Again, we have to reckon with the possibility of mutation; for thereby even the strongest correlative relationship could be destroyed. I do not wish to take up this question at this time; in a later publication I hope to shed more light on it, using the principle of pure lines as the basis for the research.

I would be sorry indeed if the reader of this work would come to feel that the value of the significant work of Galton, Pearson, and other biometrical research workers were to be placed in doubt. I would not have the audacity to criticize the treatment which Pearson in particular has given to the question of the ancestral influence within a specific population. I do think, however, that the principle of pure lines in the hands of a man such as Pearson can carry biometric studies much farther along than his studies of populations. Obviously the relationships studied by Pearson have great scientific significance and they have considerable practical value as well—but they are not suitable to illuminate completely the fundamental laws of heredity.

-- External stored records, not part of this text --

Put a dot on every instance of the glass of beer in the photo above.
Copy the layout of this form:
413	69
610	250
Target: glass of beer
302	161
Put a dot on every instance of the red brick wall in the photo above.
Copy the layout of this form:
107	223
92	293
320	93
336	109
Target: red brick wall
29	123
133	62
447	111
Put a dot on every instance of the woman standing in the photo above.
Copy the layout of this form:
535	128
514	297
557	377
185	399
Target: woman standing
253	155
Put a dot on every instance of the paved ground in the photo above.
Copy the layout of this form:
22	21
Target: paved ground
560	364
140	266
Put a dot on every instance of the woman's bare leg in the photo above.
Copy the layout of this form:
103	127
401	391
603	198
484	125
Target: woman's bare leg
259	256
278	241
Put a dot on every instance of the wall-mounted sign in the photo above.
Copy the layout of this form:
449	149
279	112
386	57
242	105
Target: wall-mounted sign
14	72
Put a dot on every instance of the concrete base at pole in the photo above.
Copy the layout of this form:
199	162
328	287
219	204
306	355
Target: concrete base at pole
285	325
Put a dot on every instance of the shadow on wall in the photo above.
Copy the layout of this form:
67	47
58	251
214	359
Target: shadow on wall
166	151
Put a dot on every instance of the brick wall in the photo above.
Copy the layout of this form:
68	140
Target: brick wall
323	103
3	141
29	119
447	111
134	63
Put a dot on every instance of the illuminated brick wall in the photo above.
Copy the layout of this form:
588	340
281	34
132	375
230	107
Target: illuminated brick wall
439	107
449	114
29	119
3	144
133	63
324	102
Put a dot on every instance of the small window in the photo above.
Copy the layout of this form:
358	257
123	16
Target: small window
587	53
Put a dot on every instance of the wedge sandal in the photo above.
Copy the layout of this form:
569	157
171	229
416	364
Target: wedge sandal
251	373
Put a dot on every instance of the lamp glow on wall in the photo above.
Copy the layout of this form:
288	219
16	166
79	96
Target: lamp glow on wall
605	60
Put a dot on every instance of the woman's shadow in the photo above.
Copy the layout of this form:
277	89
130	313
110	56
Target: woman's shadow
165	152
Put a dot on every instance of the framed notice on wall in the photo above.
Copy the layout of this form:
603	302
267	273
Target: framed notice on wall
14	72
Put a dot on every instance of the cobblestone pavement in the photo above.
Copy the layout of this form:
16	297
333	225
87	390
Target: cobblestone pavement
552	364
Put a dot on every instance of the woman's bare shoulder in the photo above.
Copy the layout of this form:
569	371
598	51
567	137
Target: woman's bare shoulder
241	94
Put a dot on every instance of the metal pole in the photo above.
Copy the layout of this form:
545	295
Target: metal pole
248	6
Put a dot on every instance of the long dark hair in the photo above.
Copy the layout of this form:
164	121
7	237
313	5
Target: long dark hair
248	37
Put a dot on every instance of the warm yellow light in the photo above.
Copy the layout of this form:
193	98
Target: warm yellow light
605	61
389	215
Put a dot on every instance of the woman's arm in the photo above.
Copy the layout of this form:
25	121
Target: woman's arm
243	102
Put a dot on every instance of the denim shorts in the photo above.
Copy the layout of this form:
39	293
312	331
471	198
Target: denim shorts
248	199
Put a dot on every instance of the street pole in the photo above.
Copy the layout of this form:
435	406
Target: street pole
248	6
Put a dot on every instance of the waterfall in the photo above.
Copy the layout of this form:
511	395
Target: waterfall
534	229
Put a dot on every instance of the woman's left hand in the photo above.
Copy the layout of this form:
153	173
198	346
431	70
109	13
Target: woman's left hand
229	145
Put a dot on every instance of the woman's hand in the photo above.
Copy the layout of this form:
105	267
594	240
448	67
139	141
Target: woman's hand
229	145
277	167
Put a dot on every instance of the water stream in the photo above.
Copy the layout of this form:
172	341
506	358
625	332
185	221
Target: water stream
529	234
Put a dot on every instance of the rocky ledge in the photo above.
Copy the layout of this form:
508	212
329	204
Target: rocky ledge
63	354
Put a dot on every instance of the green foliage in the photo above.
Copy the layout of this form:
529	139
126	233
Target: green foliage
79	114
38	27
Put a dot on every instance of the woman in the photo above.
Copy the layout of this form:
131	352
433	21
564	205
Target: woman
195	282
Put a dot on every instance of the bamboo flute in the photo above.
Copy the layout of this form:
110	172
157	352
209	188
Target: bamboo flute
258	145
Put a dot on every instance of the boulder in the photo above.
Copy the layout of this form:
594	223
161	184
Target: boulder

3Galton's theory is known to me from his original paper in Revue Scientifique, vol. 10, 1876, p. 198 ("Theorie de l'hérédité").
4The position of biometricians on "Weismannism" has been clearly evaluated by Pearson in his characterization of this movement in "Socialism and Natural Selection" (Fortnightly Review, July, 1894. Reprinted in Pearson's Chances of Death, vol. 1, 1897, p. 104). I do not plan to go further into this question at this time.
5Weismann, Vorträge fiber die Descendenztheorie, 1902, p. 421.
6de Vries, "Intracelluläre Pangenesis," Jena, 1889.

And what particularly affects Galton's research, in my estimation, is that the results presented here support in a beautiful way the basic ideas of Galton's "Stirp" theory,3 which was already worked out in 1876. This law includes almost all that is of actual value in the more recent Weismann theory on the "Continuity of the Germplasm." That the speculation of Weismann4 could overshadow the more simply put but no less ingenious and quite original idea of Galton's is perhaps due to some extent to Galton himself, for he has not seen fit in his more recent publications to adhere to his Stirp theory in the light of research progress. The Stirp theory does not correlate too well with Galton's Law of Regression, it is true, but it could scarcely be better supported or illustrated than by the results which I have described: a usually complete regression to the genotype of a pure line seems to me the most beautiful evidence for a slightly modified Stirp concept. It is true that Galton's Stirp concept cannot be maintained unchanged. Although Weismann5 very recently regarded Galton as the "voice" of cellular limitation through "Determinants"—or however one might name these theoretical hereditary corpuscles, de Vries deserves the great credit for having recognized the unitary nature of hereditary particles, which he called "pangenes"—a concept he first published in 18896 and further advanced in the "Mutationstheorie." It seems to me that the Galton-de Vries theory is the only truly useful theory of heredity.

7de Vries has published a special case concerning heredity in a pure "bimodal" line in his Mutationstheorie (vol. 2, p. 509), based on a short communication of mine.

Should the present publication be successful in bringing the principle of pure lines recognition as an absolutely necessary principle in truly intensive research in the study of heredity, then its highest purpose would be achieved. Later publications will attempt to illuminate the activity of lines which vary polymodally. I have investigated only unimodal variation in this paper,7 in order to present my concept in its simplest instance.

The train of thought which underlies this investigation is expressed in its simplicity most clearly by the often cited words of Goethe:

"Dich im Unendlichen zu finden
Musst unterscheiden und dann
"Before the infinite can be thine
You must first break it down and then

Vilmorin has emphasized the differentiation of the parts, Galton has demonstrated the legitimate basis for recombination; I have tried here to combine the points of view for which these two ingenious investigators are honored.